James Liang helped develop the diesel engines equipped with illegal emissions test "defeat devices" from the earliest stages, the indictment said.
Liang is expected to cooperate with US prosecutors developing a criminal case in the Volkswagen scandal, a person close to the case said.
"Almost from the beginning of VW's process to design its new 'clean diesel' vehicles, Liang and his fellow co-conspirators designed these VW diesel vehicles not to meet US emissions standards, but to cheat the testing process by making it appear as if diesel vehicles met US emissions standards when, in fact, they did not," the Justice Department said in a 24-page indictment.
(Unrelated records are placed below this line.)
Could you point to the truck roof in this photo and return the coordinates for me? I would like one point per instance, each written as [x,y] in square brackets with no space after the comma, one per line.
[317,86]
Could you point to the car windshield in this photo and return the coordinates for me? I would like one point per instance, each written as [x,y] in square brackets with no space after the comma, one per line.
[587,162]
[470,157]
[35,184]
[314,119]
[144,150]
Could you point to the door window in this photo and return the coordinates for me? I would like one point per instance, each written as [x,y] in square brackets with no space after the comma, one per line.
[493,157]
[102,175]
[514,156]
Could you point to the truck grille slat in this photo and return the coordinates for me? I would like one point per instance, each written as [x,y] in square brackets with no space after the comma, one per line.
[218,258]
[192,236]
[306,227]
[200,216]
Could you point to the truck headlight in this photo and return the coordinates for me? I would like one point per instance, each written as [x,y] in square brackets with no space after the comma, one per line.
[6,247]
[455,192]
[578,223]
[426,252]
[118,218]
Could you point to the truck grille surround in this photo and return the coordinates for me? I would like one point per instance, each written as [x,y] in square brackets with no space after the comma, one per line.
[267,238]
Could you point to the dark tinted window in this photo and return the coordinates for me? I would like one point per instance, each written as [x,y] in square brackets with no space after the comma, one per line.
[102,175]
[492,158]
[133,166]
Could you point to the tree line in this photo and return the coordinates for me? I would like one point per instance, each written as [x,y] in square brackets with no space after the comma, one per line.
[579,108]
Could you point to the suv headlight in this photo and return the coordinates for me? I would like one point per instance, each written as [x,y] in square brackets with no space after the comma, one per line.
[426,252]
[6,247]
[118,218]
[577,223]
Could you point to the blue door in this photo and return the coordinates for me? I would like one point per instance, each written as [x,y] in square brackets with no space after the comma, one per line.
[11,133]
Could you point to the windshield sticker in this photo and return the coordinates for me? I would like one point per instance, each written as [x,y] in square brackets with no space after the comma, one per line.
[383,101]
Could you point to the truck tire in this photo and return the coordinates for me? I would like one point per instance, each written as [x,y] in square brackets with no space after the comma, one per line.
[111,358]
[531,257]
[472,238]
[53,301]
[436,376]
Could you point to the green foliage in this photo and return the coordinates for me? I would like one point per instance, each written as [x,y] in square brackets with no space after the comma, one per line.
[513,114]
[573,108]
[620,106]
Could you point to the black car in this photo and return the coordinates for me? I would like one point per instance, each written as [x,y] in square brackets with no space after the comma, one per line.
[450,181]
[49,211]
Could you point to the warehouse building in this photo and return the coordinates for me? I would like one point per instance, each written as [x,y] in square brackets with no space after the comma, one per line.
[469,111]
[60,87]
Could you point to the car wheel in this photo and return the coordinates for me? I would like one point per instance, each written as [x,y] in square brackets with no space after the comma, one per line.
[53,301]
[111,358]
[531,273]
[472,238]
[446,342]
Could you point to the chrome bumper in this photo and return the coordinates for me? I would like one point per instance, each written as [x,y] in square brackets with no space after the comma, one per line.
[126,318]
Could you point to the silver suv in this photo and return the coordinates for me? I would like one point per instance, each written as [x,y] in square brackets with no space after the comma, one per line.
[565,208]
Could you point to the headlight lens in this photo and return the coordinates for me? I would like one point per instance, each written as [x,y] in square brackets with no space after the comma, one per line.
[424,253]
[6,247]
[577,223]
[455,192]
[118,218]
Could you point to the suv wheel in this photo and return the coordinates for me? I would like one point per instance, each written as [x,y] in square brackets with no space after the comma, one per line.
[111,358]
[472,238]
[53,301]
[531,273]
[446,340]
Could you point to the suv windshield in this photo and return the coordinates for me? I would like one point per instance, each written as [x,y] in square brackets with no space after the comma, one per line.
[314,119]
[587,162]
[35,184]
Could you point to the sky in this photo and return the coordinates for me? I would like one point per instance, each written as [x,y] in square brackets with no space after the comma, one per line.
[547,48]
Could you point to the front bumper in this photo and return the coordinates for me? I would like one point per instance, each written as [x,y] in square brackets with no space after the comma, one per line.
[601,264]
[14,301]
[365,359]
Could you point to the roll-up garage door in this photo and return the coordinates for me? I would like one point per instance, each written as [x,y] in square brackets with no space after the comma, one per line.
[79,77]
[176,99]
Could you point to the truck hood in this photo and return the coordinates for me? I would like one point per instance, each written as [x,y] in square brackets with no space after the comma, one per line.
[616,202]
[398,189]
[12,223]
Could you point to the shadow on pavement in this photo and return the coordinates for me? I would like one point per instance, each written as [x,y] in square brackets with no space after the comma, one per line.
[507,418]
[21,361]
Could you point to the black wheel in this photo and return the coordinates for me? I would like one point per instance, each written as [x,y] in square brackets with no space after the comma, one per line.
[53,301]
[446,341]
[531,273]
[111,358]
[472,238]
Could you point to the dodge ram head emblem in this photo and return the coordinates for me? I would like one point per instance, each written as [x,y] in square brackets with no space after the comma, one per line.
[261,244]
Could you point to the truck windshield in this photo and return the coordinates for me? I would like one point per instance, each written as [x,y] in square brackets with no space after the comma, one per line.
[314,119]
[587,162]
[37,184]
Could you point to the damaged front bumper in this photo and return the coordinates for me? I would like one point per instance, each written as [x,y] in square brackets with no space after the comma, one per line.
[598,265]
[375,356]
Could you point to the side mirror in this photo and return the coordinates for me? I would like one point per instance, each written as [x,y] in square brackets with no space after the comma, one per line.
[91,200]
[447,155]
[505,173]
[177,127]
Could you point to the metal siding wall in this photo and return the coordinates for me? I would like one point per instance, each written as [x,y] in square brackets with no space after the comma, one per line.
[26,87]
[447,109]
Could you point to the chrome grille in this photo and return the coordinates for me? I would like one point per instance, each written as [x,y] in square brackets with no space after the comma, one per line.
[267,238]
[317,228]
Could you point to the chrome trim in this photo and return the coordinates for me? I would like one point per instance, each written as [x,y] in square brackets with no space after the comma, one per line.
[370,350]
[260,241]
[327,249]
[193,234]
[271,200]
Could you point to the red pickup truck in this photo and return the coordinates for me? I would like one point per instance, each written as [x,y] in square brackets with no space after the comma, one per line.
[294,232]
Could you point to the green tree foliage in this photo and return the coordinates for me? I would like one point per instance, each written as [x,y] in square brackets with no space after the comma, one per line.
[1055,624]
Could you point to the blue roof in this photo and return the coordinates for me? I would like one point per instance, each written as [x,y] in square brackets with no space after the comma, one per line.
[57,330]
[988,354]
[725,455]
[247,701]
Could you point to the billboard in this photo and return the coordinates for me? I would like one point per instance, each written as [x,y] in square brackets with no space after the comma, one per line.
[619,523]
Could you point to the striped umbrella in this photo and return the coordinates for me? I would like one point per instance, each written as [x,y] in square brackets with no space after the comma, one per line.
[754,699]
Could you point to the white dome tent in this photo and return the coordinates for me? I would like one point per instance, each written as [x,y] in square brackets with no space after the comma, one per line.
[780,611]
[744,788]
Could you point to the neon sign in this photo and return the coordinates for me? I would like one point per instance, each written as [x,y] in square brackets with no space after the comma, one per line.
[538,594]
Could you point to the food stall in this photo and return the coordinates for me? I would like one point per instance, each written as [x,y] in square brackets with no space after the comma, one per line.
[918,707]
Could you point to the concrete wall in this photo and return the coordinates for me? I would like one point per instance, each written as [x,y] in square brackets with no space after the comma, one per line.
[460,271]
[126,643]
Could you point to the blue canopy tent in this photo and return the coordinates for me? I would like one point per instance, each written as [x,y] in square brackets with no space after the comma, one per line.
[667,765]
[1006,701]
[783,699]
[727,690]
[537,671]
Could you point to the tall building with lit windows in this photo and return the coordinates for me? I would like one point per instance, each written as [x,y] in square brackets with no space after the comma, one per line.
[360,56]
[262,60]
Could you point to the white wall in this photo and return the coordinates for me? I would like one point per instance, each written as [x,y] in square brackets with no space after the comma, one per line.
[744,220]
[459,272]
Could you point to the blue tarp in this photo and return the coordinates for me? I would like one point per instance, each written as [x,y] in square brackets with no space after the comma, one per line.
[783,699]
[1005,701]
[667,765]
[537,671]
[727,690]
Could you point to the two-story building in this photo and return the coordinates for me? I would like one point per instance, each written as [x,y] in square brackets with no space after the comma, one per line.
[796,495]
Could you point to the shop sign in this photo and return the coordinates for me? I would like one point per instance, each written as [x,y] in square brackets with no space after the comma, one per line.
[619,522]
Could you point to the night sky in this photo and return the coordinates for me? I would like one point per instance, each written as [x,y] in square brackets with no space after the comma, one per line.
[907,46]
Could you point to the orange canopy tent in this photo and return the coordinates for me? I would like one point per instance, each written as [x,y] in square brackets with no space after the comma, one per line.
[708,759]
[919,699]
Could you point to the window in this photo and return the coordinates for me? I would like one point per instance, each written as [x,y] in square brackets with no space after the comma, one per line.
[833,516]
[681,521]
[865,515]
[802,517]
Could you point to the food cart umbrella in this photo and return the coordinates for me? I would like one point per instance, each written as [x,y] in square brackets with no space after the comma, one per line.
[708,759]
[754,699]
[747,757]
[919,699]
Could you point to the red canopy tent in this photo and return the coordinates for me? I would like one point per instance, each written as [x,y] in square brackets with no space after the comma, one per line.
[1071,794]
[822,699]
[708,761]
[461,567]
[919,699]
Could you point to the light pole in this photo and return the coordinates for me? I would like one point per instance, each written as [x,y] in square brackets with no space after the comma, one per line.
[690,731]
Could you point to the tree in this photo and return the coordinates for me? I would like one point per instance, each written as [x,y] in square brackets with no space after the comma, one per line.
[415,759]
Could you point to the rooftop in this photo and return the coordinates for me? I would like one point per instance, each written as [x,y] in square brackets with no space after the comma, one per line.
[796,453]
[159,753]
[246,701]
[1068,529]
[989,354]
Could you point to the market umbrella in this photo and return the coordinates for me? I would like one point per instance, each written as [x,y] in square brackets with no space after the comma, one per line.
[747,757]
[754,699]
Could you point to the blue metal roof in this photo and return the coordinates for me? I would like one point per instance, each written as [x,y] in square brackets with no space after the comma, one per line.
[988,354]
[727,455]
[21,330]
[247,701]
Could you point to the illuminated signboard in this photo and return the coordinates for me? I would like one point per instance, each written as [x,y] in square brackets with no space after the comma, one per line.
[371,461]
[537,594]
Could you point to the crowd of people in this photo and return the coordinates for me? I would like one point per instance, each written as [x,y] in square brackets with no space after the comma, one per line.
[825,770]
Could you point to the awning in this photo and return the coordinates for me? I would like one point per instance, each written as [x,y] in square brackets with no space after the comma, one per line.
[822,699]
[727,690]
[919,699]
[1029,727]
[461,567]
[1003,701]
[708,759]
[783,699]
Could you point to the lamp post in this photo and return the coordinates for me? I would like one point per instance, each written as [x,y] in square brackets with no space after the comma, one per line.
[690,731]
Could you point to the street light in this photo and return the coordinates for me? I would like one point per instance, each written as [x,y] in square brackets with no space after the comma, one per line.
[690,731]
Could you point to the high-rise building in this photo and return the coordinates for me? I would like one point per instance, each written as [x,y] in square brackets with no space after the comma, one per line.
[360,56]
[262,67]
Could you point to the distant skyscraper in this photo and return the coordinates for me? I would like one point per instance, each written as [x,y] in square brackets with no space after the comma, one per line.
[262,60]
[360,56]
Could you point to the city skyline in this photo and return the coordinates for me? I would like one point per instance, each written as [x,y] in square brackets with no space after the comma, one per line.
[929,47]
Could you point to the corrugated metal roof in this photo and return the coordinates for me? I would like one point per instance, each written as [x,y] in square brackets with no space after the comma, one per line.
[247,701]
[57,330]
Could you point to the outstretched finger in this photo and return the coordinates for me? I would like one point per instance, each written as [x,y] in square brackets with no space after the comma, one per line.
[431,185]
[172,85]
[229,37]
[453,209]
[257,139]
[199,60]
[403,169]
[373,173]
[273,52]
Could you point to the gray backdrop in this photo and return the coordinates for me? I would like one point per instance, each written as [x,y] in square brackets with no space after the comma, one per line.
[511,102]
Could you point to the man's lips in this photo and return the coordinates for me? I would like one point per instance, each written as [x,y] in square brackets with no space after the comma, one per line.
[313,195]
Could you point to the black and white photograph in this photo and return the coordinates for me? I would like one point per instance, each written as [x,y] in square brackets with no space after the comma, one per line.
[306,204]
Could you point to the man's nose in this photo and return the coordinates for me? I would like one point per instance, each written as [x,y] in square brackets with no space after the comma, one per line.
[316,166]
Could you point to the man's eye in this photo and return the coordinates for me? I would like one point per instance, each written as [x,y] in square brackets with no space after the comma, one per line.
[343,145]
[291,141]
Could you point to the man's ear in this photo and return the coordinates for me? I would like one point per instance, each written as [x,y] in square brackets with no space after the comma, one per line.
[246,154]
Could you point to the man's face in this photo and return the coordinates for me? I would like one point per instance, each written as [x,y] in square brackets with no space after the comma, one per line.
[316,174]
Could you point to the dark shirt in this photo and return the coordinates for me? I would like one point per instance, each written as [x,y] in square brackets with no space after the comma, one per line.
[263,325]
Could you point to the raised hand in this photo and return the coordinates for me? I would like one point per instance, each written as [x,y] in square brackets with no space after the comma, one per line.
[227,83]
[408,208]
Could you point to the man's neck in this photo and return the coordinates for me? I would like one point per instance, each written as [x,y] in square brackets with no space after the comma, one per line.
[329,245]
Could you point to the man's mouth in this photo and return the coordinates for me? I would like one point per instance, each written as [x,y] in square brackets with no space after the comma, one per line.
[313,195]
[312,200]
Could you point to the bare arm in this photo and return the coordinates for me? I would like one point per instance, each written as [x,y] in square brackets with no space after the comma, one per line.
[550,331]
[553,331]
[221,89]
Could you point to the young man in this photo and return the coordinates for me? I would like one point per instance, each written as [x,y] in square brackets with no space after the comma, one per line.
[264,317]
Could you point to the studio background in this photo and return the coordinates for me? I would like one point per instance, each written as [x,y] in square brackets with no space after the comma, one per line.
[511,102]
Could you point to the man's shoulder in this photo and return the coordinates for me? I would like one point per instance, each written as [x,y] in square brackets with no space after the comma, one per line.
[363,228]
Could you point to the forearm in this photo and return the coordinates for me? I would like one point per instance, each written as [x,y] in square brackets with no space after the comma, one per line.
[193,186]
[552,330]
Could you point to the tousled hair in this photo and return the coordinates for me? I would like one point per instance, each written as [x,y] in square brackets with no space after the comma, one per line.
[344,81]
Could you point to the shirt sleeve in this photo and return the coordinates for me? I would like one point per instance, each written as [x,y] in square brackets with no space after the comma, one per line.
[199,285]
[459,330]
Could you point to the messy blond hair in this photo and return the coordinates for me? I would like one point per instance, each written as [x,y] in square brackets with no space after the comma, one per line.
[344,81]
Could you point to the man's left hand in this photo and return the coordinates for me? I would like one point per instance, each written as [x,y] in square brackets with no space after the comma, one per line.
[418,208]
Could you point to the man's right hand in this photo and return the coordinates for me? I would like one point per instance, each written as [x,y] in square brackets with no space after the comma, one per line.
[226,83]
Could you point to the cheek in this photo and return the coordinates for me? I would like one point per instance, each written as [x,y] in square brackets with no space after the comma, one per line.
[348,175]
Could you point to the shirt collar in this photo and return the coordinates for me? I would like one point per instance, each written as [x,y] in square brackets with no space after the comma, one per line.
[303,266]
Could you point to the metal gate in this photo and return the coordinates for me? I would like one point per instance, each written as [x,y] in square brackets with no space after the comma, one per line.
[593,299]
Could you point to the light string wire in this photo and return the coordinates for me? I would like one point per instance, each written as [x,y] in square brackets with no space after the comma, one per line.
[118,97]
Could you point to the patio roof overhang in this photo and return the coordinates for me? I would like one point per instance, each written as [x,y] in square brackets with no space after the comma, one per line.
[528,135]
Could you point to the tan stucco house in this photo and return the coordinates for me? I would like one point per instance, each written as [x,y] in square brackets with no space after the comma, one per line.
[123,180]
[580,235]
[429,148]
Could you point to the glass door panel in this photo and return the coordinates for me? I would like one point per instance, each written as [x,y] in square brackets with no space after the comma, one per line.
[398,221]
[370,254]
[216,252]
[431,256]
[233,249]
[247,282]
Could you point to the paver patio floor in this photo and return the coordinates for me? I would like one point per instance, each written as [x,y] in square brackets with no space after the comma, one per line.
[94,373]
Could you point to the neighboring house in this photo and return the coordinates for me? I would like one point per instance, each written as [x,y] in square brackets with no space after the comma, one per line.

Liang and other VW employees developed a complex software system to keep emissions low when a car was undergoing testing to demonstrate environmental compliance, but to allow them to spew higher emissions on the road, the indictment said.
Liang and others consistently misrepresented the system to federal and state environmental regulators and lied about the issue when regulators probed the discrepancy between the cars' testing and real-world emissions performance, the indictment said.
Volkswagen settled civil cases in June over cheat devices on 2.0 liter diesel cars in an agreement valued at USD 14.7 billion. The Wall Street Journal reported last month that the German automaker is in talks with the Justice Department to settle a criminal case that could involve significant financial penalties.